A Montepuccio, petit village du sud de l'Italie, vit chichement la famille Scorta. Fondée à la suite d'un viol, cette lignée va courir sur des décennies, chacun de ses membres se battra à sa manière pour se sortir d'une vie de dur labeur. Mais chaque génération devra gravir à nouveau la montagne... indéfiniment... jusqu'à la nuit des temps.
Laurent Gaudé nous propose un roman sur les générations qui se succèdent, sur la vie qui passe, puis trépasse, mais renaît dans le sang de sa progéniture, qui, à son tour tentera de défier le destin, enfin, fera tout ce qu'elle peut avant de laisser le relais à ses enfants.
Le soleil des Scorta est un roman sur l'insupportable mythe de Sisyphe. Une réflexion sur le sens de la vie. Au final : a-t-elle un sens ? N'est-il pas vain d'y chercher un sens ? La vie est là, et puis c'est tout. A chacun de faire avec. A chacun de s'en accommoder. A chacun de vivre sa vie avec ses convictions profondes. A chacun de s'en sortir à sa manière, dans la flamboyance ou le minimalisme. Le choix est là, il n'y a qu'à se servir... ou pas.
D'emblée, la langue de l'auteur séduit son lecteur. Pour décrire avec autant de justesse la puissance du soleil faisant s'incliner, comme devant un dieu : les hommes, les paysages, les parfums, les pierres et la mer, il ne peut descendre, en droite ligne, que d'un Giono. Sa force de description est telle que ce roman est une expérience sensorielle : il se respire, il se goûte, il se regarde... et il nous brûle.

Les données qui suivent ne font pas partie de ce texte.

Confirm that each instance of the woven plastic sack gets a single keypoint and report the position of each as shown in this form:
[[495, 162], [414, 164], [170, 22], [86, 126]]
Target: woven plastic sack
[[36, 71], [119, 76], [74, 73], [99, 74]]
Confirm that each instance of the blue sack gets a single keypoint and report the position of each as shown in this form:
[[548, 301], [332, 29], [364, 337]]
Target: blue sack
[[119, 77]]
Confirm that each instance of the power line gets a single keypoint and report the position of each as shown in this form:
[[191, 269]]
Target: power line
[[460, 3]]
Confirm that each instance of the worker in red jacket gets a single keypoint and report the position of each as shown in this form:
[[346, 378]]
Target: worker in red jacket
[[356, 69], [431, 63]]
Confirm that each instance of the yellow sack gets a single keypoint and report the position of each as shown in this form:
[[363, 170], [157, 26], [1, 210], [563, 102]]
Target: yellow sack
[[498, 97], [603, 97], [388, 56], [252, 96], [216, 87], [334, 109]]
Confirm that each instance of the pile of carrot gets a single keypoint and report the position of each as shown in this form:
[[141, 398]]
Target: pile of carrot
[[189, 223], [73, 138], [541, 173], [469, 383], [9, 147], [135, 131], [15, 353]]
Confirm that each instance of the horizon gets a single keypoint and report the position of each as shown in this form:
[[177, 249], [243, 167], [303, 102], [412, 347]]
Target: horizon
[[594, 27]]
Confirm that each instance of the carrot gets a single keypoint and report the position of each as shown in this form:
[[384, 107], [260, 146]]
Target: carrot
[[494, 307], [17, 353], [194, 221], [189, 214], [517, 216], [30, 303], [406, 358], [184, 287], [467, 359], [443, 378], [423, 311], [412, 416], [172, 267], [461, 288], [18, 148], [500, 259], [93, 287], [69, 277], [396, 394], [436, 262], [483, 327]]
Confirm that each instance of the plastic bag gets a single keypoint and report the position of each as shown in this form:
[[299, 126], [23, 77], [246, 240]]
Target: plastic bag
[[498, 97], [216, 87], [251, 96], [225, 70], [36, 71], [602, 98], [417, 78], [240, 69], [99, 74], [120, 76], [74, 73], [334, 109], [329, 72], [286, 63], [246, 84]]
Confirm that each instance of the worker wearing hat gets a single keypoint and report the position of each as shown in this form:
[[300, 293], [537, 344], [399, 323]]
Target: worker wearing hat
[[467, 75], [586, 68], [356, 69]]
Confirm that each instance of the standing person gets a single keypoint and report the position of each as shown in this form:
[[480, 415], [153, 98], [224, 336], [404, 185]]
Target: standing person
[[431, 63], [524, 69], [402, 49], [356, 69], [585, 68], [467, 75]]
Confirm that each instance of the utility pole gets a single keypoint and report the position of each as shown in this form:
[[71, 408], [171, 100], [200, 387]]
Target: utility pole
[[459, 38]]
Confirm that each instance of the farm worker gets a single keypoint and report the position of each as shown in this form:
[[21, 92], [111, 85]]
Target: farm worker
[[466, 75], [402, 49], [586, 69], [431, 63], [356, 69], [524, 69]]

Cependant, sans nier la qualité stylistique de la plume, ce récit me laisse un goût d'inachevé, comme si j'avais lu le résumé ou le brouillon d'une fresque historique. En effet, vouloir raconter la vie de quatre générations en un peu plus de 200 pages, oblige à des ellipses inévitables. Devant cette coercition volontaire, certains personnages ont peu de place pour exister, quand ils ne passent pas carrément à la trappe. De plus, les deux guerres mondiales n'ont aucune incidence sur la tribu. Et de surcroît, les velléités de hors-la-loi et d'assassin de Rocco ne sont jamais développées. Naturellement on peut être en révolte face à une naissance et à une enfance de merde, mais de là à aller trucider ses voisins !?!
Néanmoins, l'essentiel est-il là ? Laurent Gaudé ne visait-il pas d'écrire sur les joies, les peines, les secrets et les valeurs d'un clan issu d'un hasard malheureux ? Écrivant ainsi un hymne à la famille, une ode à la suite générationnelle, peu importe son origine et ses errements, il ne faut retenir que la fraternité clanique, comme une allégorie de leur richesse, non issue de biens matériels, mais de la puissance de l'amour.
Plusieurs prix dont le Goncourt, énormément de lecteurs dithyrambiques, et je les comprends, mais pour le perfectionniste ou le chiatique que je suis, il me manque comme la chair sur les os ou l'enrobé de chocolat autour d'un coeur de praliné. Dommage.